The month before the pandemic American Airlines lost 75,000 checked bags. Incoming CEO Robert Isom told an internal group of American employees just after that that “every lost bag is nearly $60.”
- Annualizing that month’s baggage mishandling, American Airlines was losing $54 million per year by failing to deliver customer luggage on time.
- And using that same cost across the U.S. airline industry, it means carriers were losing $160 million per year mishandling bags.
Those losses could get even bigger because the Biden Administration plans to require airlines to refund check bag fees for bags that are delayed 12 hours (domestic, 25 hours international). Currently an airline can keep the bag fee as long as it eventually returns the bag.
When you pay for a big the implied service is that it will be delivered to baggage claim when your flight lands. Delta and Alaska both compensate customers when bags aren’t delivered within 20 minutes of arrival. Alaska pioneered this and Delta competes aggressively with them in Seattle. American only manages bad delivery within 20 minutes 63% of the time at its Miami hub.
Here’s an important tip when checking your bags with American: if you’re forced to standby for a flight at the gate, your bags will not make it. That’s not just playing the odds, it is literally how American’s systems are designed.

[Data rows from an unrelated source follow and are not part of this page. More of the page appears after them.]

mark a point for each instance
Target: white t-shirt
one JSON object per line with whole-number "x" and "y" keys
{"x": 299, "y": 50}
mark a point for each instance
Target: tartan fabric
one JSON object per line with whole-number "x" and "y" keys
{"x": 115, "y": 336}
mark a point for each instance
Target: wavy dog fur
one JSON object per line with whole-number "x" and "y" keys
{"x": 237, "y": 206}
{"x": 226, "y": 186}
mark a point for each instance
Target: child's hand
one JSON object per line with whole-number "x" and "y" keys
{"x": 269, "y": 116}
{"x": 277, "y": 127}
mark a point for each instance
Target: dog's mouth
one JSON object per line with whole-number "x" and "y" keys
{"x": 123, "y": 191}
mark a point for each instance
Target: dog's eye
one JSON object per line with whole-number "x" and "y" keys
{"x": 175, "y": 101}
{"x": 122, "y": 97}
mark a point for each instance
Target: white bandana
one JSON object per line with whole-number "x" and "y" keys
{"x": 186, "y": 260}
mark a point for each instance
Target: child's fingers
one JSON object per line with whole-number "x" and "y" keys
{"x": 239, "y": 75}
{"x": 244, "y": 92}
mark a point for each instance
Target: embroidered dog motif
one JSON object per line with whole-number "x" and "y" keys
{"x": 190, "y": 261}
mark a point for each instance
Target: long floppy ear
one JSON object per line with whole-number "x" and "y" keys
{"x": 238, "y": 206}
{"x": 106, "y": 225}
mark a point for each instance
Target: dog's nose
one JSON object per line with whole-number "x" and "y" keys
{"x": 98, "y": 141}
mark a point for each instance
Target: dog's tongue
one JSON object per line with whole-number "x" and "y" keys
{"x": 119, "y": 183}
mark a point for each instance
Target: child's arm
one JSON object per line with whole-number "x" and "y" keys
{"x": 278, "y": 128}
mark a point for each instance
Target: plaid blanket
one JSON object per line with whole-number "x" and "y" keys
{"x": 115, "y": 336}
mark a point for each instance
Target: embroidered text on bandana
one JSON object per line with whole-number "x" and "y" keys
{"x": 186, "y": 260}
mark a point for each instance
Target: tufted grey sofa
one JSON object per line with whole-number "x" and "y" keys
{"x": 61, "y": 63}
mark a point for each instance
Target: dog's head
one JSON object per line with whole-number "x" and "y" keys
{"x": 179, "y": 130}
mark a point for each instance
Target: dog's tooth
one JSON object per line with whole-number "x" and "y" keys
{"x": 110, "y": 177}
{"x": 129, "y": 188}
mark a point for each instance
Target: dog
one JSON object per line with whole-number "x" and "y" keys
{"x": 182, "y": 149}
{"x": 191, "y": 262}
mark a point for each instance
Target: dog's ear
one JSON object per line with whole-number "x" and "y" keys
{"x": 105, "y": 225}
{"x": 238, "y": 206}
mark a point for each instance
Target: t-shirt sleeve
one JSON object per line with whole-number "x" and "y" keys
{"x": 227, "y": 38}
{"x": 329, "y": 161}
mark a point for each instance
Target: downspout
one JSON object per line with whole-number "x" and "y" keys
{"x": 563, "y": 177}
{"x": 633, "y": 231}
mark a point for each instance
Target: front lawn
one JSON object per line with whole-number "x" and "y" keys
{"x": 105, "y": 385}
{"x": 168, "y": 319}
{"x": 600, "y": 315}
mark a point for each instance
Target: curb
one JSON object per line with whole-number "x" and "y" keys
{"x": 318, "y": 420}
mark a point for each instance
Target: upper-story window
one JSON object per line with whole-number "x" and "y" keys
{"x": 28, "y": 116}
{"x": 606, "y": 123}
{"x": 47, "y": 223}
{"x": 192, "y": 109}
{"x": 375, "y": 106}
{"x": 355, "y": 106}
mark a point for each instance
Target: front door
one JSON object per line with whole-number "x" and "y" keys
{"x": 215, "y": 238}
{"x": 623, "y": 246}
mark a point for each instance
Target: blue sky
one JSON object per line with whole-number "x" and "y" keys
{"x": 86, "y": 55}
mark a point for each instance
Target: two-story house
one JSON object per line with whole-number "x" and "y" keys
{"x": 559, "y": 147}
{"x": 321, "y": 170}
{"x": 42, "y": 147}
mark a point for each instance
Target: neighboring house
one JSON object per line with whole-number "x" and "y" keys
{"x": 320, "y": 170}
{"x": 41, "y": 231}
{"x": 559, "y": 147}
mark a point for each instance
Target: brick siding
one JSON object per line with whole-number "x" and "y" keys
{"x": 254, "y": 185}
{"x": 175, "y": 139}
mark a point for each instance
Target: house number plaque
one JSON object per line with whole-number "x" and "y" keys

American’s “Deviate” (DV8) system reroutes bags. If your itinerary changes, and you have bags checked, a new tag for your bag gets printed when the bag is scanned. However this only gets triggered if you have to be checked in for your new flight with a seat assignment for the bag to get rerouted. If you stand by at the gate, or you’re rebooked without a seat assignment, your bag isn’t going with you because there’s not going to be enough time for American to locate the bag and get it onto your plane after you’ve been given your boarding pass.